Nine days without distractions ought to be long enough for her to figure out what she was going to do with the rest of her life. She was twenty-six years old and it was high time she shoved everybody else out of the driver’s seat so she could start picking her own direction.
Some kind of animal screamed suddenly, a high, disconcerting sound, and Olivia jumped, suddenly uneasy to realize she was alone down here on the beach.
There were jaguars in this part of the Osa Peninsula, she had read in the guidebook. Jaguars and pumas and who knew what else. A big cat could suddenly spring out of the jungle and drag her into the trees, and no one in the world would ever know what happened to her.
That would certainly be a fitting end to what had to be the world’s worst honeymoon.

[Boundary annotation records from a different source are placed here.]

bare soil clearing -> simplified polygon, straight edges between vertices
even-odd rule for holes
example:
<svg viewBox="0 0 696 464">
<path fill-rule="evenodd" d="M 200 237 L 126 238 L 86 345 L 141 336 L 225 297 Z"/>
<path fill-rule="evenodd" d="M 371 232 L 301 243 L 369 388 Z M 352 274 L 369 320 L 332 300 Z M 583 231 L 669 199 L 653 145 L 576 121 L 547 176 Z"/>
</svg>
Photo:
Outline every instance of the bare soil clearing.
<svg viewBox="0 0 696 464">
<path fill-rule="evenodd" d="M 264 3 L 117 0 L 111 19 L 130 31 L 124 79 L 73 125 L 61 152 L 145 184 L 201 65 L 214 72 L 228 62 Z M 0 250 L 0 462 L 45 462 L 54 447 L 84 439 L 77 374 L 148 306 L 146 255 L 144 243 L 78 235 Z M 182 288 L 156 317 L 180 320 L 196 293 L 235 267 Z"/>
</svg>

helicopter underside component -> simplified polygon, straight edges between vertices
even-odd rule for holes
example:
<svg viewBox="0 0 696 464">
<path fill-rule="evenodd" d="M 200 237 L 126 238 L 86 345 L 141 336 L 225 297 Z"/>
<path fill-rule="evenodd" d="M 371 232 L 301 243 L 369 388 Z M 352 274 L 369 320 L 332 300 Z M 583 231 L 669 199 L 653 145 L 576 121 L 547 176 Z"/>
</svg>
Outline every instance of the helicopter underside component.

She shivered and quickly gathered up her things, shaking the sand out of her towel and tossing her sunglasses and paperback into her beach bag along with her cell phone that she couldn’t quite sever herself from, despite its uselessness here.
No worries, she told herself. She seemed to remember jaguars hunted at night and it was still a half hour to full dark. Anyway, she had a hard time believing James Rafferty would allow wild predators such as that to roam free on his vast estate.
Still, she wasn’t at all sure she could find her way back to her bungalow in the dark, and she needed to shower off the sand and sunscreen and change for dinner.
She had waited too long to return, she quickly discovered. She would have thought the dying rays of the sun would provide enough light for her to make her way back to her bungalow, fifty yards or so from the beach up a moderate incline. But the trail moved through heavy growth, feathery ferns and flowering shrubs and thick trees with vines roped throughout.
What had seemed lovely and exotic on her way down to the beach suddenly seemed darker, almost menacing, in the dusk.
Something rustled in the thick undergrowth to her left. She swallowed a gasp and picked up her pace, those jaguars prowling through her head again.